What Form will the US-Kenyan Partnership on Health Take in the Coming Years?
August 15, 2009
What form will the US-Kenyan partnership on health take in the coming years? Will it be one in which the U.S. stays very deeply engaged over many years, while the Kenyan government takes on greater ownership of health programs, ensuring long-term sustainability? That is a macro question we will be pondering during and after this trip. There is no immediate answer, and much hope, but there are several important issues to consider, including the state of the overall bilateral relationship.
The United States has made a very big play the past several years in regard to health in Kenya. The major driver is the President's Emergency Plan for AIDS Relief (PEPFAR). Of the 300,000 people on life-sustaining therapy today in Kenya, the U.S. supports 190,000 of them. Expenditure this year on HIV/AIDS programs is vast, $534 million. Kenya joins with South Africa and Nigeria as among the three top countries for U.S. health investments in the past five years. It is a global priority where much is at stake for the United States and Kenya.
The next phase of U.S. engagement in health in Kenya involves concluding a negotiated Partnership Framework with the Kenyan government that lays out reciprocal commitments – for both the U.S. and Kenya -- over the coming years. That process is under way but has not yet been concluded; it is expected that Kenya will be among the first countries where such a framework does come into force in 2009.
There is no doubt the U.S.-Kenyan partnership has had substantial impacts. Mention has already been made of the significant numbers of Kenyans now on ARVs. Cooperation in joint planning has improved a great deal. HIV prevention efforts have moved ahead through a high level task force, and prevention investments have contributed to significant reductions in new HIV cases and the lowering of national HIV prevalence. A new Demographic and Health Survey (expected to be released at the end of September) reportedly documents recent major health gains. Kenyan-U.S. technical cooperation is strong, and the younger generation of nurses, doctors, lab technicians and outreach workers have demonstrated great skill and commitment.

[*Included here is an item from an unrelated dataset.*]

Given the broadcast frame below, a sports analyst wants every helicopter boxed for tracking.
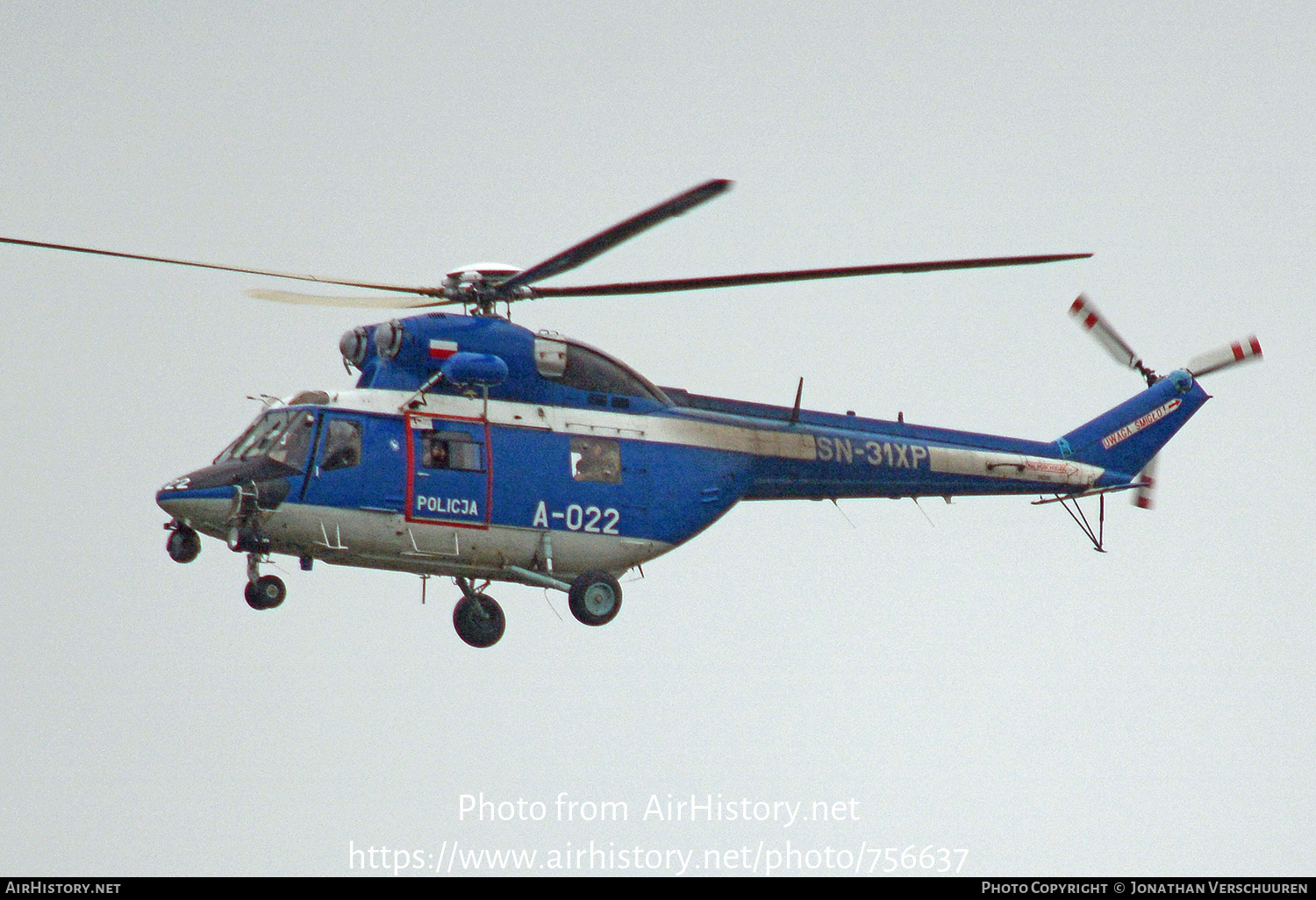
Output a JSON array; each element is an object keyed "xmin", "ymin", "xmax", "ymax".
[{"xmin": 0, "ymin": 179, "xmax": 1261, "ymax": 647}]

Kenya has seen 700 ARV sites established; much innovation in counseling and testing; big gains in male circumcision (especially in the Nyanza province), and the nearly universal prevention of mother-to-child transmission of HIV.
The Kenyan government’s performance has however been very mixed. Official budget levels for health remain modest and 35-40 percent of annual budget allotments typically go unspent. We heard during our visit many observers repeatedly claim the government commitment on health is "anemic." We heard also repeatedly that the official procurement system remains highly problematic, prone to disruptions ("stockouts") and mismanagement.
The broader political environment has intruded negatively. The unsteady unity government cobbled together in spring 2008 (following the violent internal crisis after the December 2007 elections) resulted in the health ministry getting cleaved into two entities. This unnatural and costly partitioning carries from the national to the provincial to the district levels. The Ministry of Medical Services is now a separate entity from the Ministry of Public Health and Sanitation, the former led by a personality identified with Prime Minister Raila Odinga's Orange Democratic Movement (ODM), the latter by someone identified with President Kibaki's Party of National Unity.
In this same period, the number of districts in the country has multiplied, creating further administrative fragmentation.
One final important point: Our bilateral relations are shifting towards confrontation over highly sensitive political and human rights issues and this could potentially impact the future partnership on health, should the bilateral relationship deteriorate. Last week Secretary Clinton visited Kenya and delivered an exceptionally tough message. She communicated that President Obama is deeply concerned that there be concrete progress on several fronts: an independent tribunal to investigate the extreme violence that killed 1500 and displaced 350,000 following the December 2007 elections; police reform; constitutional reform; and strengthening of anti-corruption institutions. This marks the opening of a delicate, uncertain new phase in U.S.-Kenyan bilateral relations.